Дипломатия не была мне чужда. Раньше мне неплохо удавалось затыкать за пояс самых языкатых оппонентов, и Нагов, и Ависов…
В голову пришла неожиданная, но вполне логичная мысль. Птенчику удавалось прогибать мою линию поведения именно потому, что я заранее был готов сдаться. Желал уступить, зная, что эту партию мне все равно не выиграть.
Рассказать правду и оставить Тенери себе — невозможно.
Авис погрузился в раздумья. Эмоции на его лице сменялись шустрыми галками: не успевала одна занять свое место, как на на нем уже гнездилась другая.
— Хорошо, — неспешно проговорил он после некоторых раздумий. Лицо его было серьезно, словно мы обсуждали условия сделки, а не довольно пикантный вопрос.
Тенери снова волновался, но я не хотел торопить его. Я был бы даже рад, подумай он хорошенько и откажись от собственного намерения. Наконец он поднялся и на нетвердых ногах стал продвигаться ко мне, пытаясь не упасть в темноте.
— Осторожно, — предупредил я, когда он чуть не наступил на самый кончик моего хвоста. Авис пошатнулся, неуклюже захлопал крыльями… и не сумел удержать равновесие.
— Спасибо, — поблагодарил он, оказавшись в моих руках — я не мог позволить птенчику пораниться по неосторожности, подхватив его на руки раньше, чем он успел бы навредить себе.
Наше дыхание смешалось. Я осторожно скользнул в сторону, позволяя ему встать на ноги, но не отдалился слишком далеко, оставаясь напротив. В пещере стало прохладно. По оголенной коже скользнули мурашки. Я, кажется, мог различить заполошное биение его сердца.
— Ты позволишь мне?
Легкий кивок сказал мне, что птенчик прекрасно все понимает, хотя и не знает, чего ожидать. Тяжелое кольцо, державшее птичку в ловушке, двинулось по кругу. Я осторожно обогнул сложенные крылья, оказываясь у Тенери за спиной.
— Опустись на колени, — шепнул я, и перышки на изгибе чуть дрогнули.

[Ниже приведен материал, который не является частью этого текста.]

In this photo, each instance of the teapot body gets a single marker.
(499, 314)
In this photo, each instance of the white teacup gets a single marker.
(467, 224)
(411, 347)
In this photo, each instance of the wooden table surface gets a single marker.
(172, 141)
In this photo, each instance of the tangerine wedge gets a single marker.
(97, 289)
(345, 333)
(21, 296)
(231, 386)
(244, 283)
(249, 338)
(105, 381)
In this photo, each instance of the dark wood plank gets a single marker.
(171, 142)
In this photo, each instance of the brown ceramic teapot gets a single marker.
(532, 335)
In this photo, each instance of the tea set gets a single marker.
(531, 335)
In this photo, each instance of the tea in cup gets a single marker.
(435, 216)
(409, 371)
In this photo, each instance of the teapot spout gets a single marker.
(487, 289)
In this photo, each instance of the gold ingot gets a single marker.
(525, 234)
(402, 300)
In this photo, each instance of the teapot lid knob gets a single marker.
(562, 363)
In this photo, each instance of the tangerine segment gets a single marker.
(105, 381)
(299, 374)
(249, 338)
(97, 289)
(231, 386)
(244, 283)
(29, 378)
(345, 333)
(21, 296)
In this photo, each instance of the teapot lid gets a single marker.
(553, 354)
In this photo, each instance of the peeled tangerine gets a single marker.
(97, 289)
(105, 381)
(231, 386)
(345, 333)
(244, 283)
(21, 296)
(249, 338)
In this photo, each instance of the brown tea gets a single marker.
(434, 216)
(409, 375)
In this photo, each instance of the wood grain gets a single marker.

Авис послушно встал на колени, примостившись ягодицами на пятки. Я опустился позади. Бережными движениями развел крылья в стороны, так, чтобы оказаться вплотную к птенчику. Длинные бороздки щекотали мои бедра.
— Я уберу это, — озвучил я свое движение, чтобы не напугать парня, и сдвинул в сторону набедренную повязку. Чтобы сделать это, мне потребовалось обхватить тонкую талию, неплотно прильнуть к спине, выдохнуть в чужой затылок.
Тенери дрожал.
— Тебе холодно?
— Нет, — шепотом.
— Страшно?
— Немного, — признался он. Но в голосе не было ужаса, Тенери всего лишь страшился неизвестности и новизны ощущений.
— Ты можешь остановить меня в любой момент.
Молчание.
Мои пальцы легко разделались с узлом, повязанным на бедре, и ненужная тряпица была небрежно отброшена в сторону.
Его горячая кожа притягивала своей гладкостью. Не такой твердой и безжизненной, как змеиная, облаченная в хитиновую защиту. Кожа птенчика была горячая и приятно льнула к моим пальцам.
Я позволил себе коснуться узкой юношеской груди, огладить еще проступающие ребрышки. Впалый живот вздрогнул под моими касаниями, но я не был груб или настойчив, только разрешил себе немного изучить запретный плод, за которым раньше смел наблюдать только глазом. Палец скользнул в ямку пупка, крылья вздрогнули. Я снова поднялся выше к груди, почти случайно задев нежный сосок.
На мгновенье мы оба перестали дышать.
Он находился в полной моей власти, и это чувство пьянило лучше всяких ядов. Язык сам выскользнул изо рта, потянувшись к пахнущему акацией затылку. Стоило мне коснуться Тенери, как он дернулся, но не проронил ни звука, кроме слабого отблеска подавленного стиснутыми губами вздоха.
Влажная длинная полоска оставалась там, где мой язык проходил по коже. Гибкий и голодный, он наслаждался солью и бархатом, позволил себе забраться до самого основания головы. Грудь Ависа в моих руках наполнилась воздухом и замерла, а затем медленно расслабилась, выдыхая.